Llegué a Tejas en el treinta y ocho. Si no hubiera encontrado al capitán White no sé dónde estaría. Estaba peor de lo que estás tú ahora pero entonces llegó él y me resucitó como a Lázaro. Encaminó mis pasos por el camino de la virtud. Bebía y puteaba tanto que no me habrían aceptado ni en el infierno. El capitán vio algo en mí que valía la pena salvar, igual que yo lo veo en ti. ¿Qué me dices?
No sé.
Al menos ven a conocer al capitán.
El muchacho jugueteó con los tallos de hierba. Volvió a mirar al caballo. Bueno, dijo. Supongo que no pierdo nada.
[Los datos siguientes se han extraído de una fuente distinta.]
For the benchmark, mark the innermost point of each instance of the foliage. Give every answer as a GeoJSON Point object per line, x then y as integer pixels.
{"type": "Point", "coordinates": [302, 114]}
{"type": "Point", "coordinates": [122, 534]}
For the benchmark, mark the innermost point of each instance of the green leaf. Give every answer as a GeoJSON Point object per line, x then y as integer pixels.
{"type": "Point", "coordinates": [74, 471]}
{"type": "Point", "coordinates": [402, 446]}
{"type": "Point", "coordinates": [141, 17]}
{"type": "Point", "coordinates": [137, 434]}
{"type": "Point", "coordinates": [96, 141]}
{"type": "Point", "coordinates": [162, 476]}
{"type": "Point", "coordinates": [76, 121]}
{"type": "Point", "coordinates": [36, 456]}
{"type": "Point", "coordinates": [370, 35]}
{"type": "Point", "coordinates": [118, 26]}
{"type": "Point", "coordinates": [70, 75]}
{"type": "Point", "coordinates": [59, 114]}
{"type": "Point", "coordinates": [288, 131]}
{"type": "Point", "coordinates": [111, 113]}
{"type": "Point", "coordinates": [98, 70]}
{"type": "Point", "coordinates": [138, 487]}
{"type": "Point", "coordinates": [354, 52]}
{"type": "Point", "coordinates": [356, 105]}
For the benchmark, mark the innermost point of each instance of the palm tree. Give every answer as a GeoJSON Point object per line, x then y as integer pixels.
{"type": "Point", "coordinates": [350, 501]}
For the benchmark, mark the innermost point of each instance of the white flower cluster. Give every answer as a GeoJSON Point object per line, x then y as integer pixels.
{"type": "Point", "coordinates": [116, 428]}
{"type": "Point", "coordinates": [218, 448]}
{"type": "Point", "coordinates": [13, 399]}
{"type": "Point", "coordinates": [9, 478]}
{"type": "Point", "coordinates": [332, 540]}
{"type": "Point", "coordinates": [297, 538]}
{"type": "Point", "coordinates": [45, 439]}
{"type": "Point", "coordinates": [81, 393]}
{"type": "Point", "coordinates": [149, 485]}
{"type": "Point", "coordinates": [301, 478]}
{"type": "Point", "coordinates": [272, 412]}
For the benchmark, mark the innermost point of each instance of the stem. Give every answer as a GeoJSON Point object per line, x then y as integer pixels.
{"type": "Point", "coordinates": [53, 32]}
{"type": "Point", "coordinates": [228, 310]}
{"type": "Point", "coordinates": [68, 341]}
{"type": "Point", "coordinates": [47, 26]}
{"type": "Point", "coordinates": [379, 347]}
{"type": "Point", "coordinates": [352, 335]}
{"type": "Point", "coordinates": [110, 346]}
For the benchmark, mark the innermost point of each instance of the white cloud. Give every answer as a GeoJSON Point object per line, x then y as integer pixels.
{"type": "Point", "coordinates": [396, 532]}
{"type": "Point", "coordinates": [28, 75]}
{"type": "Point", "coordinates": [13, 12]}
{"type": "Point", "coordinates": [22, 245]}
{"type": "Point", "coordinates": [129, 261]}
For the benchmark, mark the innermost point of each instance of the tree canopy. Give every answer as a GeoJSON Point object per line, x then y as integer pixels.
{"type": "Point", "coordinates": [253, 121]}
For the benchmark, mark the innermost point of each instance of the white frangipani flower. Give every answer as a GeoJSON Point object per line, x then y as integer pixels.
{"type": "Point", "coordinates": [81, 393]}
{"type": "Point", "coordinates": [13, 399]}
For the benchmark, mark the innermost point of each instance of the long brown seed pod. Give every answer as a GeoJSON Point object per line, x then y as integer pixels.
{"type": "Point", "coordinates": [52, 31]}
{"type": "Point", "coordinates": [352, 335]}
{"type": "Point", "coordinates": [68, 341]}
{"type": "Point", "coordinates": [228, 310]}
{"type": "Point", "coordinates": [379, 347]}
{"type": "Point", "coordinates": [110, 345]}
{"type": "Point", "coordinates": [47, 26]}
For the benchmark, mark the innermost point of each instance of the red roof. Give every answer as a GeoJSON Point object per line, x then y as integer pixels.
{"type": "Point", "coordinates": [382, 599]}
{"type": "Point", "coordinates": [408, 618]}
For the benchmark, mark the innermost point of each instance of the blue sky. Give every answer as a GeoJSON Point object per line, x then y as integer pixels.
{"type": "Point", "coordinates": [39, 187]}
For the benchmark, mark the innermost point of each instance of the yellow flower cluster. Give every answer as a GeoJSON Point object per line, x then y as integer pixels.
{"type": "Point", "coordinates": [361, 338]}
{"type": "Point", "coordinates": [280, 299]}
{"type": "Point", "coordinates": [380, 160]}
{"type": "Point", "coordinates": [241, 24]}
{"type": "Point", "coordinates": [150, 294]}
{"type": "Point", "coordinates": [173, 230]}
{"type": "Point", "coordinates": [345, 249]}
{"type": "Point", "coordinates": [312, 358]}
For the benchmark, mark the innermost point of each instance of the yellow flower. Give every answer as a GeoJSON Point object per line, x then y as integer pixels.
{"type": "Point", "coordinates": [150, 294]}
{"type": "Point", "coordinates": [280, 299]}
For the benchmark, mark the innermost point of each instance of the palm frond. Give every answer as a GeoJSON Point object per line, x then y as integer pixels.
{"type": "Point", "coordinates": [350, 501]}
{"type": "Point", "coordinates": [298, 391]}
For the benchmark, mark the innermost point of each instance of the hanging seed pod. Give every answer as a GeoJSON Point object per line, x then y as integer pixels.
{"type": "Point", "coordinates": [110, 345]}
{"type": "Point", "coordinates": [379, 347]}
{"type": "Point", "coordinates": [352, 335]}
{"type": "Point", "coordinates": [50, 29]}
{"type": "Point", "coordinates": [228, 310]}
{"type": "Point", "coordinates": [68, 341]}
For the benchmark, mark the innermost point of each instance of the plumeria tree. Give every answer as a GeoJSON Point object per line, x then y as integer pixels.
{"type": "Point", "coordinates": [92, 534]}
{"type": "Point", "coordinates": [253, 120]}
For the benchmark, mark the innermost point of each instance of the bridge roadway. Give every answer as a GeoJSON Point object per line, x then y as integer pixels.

Cruzaron la ciudad, el soldado espléndido en su caballo paticalzado y detrás el chaval en el mulo como si el otro le hubiera capturado. Pasaron por callejas angostas flanqueadas de cabañas de junco que humeaban al sol. Crecía hierba y crecían chumberas en los tejados y las cabras se paseaban libremente y en alguna parte de aquel miserable reino de barro se oía el débil tañido de un toque de muertos. Torcieron por Commerce Street hasta llegar a la plaza principal entre una multitud de carros y cruzaron otra plaza en donde unos chicos vendían higos y uvas de unas carretillas de mano. Varios perros famélicos se escabulleron a su paso. Atravesaron la plaza militar y pasaron por la callejuela en donde el muchacho y el mulo habían bebido la víspera y había grupos de mujeres y muchachas junto al pozo y a todo su alrededor variadas vasijas de arcilla con tapa de mimbre. Pasaron frente a una casa de cuyo interior sonaban gemidos de mujeres y el pequeño coche mortuorio esperaba a la puerta con los caballos pacientes aguantando el calor y las moscas.